Store Now, Decrypt Later and the Quantum Threat to RSA: Veritasium on Quantum Cryptography

Overview

Veritasium introduces Store Now, Decrypt Later (sndl) as a motivation for mass data collection today. Encrypted passwords, bank details and secret documents are being stored because quantum computers in 10 to 20 years could break current encryption in minutes.

He traces the evolution from symmetric key exchange to public key cryptography, highlights the RSA system, and explains why factoring the product of two large primes is classically hard. The video then describes how quantum computers, using qubits and superposition, could dramatically speed up this task with Shor's algorithm, and why a quantum Fourier transform is central to extracting the needed frequency information. Finally, it discusses post-quantum cryptography, lattice-based approaches chosen by NIST, and the race to quantum-safe cryptography.

Introduction: The Quantum Threat to Encryption

The video opens by outlining sndl, the practice of intercepting and storing encrypted data today with the expectation that future quantum computers will decrypt it. The National Security Administration and US policy are cited as recognizing this threat and pushing for a transition to quantum-safe cryptography.

From Symmetric Keys to Public Key Cryptography

Historically private information could be shared with a secret symmetric key that needed to be kept confidential. With the rise of communicating with strangers, public key cryptography emerged, enabling secure communication without sharing a secret key. RSA, based on two large primes, is explained using the idea that a public key is a product of two primes whose factors are kept secret. Factoring this large semiprime is the security backbone of RSA.

Classical Hardness and Quantum Possibility

On classical computers, factoring a 313-digit semiprime would take astronomically long, roughly millions of years with the best-known algorithms. However, a sufficiently large quantum computer could break RSA by exploiting quantum algorithms. The concept of qubits, superposition, and the advantage of processing many states in parallel is introduced, setting the stage for Shor's algorithm.

Shor's Algorithm and the Quantum Fourier Transform

Shor and Koppersmith pioneered a quantum method to factor numbers efficiently by using a quantum Fourier transform to extract the period of a modular function, which directly relates to the factors of N. The video emphasizes that the speedup hinges on transforming a difficult factoring problem into a period-finding problem in a quantum superposition.

A Concrete Example Before the Quantum Leap

To illustrate the idea, a simple classical example is walked through: factoring N = 77 using a guessed G that shares few factors with N. The method shows how one can derive an exponent R such that G^R is 1 modulo N, then construct two numbers that likely share factors with N and obtain the prime factors via Euclid's algorithm. The key takeaway is that the hard step in the quantum version is determining the exponent R efficiently, which Shor's algorithm accomplishes.
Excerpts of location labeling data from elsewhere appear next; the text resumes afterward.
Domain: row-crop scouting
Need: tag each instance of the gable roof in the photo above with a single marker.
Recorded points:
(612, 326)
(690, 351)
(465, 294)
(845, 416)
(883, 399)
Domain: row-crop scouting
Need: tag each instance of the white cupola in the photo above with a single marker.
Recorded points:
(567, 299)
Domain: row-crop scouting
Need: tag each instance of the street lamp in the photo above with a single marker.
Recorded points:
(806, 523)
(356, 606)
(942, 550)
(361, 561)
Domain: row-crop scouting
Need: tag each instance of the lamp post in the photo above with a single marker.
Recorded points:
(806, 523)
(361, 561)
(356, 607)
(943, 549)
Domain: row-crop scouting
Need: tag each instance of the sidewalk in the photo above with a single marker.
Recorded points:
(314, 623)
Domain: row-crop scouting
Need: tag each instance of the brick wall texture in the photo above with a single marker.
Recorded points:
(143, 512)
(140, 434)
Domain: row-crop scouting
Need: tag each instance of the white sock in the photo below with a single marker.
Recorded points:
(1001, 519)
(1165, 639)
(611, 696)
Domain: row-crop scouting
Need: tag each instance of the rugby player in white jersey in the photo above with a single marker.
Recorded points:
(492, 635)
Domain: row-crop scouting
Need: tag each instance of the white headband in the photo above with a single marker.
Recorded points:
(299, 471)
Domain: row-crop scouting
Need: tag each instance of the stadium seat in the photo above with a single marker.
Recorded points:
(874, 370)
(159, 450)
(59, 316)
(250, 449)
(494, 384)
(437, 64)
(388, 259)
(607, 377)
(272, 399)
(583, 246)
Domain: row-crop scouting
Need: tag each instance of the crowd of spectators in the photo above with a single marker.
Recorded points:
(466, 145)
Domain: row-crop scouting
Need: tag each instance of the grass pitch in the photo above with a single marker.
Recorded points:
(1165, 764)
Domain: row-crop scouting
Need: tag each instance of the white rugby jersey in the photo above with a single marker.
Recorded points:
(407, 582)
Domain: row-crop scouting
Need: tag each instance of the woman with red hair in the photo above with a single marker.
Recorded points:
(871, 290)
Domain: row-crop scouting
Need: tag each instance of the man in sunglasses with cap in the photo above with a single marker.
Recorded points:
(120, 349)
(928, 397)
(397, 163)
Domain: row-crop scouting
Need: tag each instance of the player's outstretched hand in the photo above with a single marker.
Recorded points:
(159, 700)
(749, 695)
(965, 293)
How a Quantum Computer Would Factor Large Numbers

The video sketches the quantum factoring process: split qubits into two registers, prepare a random G, raise it to many powers, and compute remainders modulo N. After entangling the qubits, a targeted measurement of the remainder yields a periodic structure. A quantum Fourier transform then reveals 1 over R, allowing extraction of the period and, if R is even, the factors of N via Euclid’s algorithm. The overall result would be breaking RSA encryption and many other public-key schemes.

The Reality of Qubits and Timelines

Despite the theoretical power, real quantum hardware is imperfect. The talk surveys historical estimates of the number of physical qubits needed to break RSA: from a billion in 2012 down to tens of millions in later years, reflecting rapid progress. Today’s IBM devices are not yet close to that scale, but the growth appears exponential, leading to an urgent race to build robust quantum computers or alternative cryptographic schemes.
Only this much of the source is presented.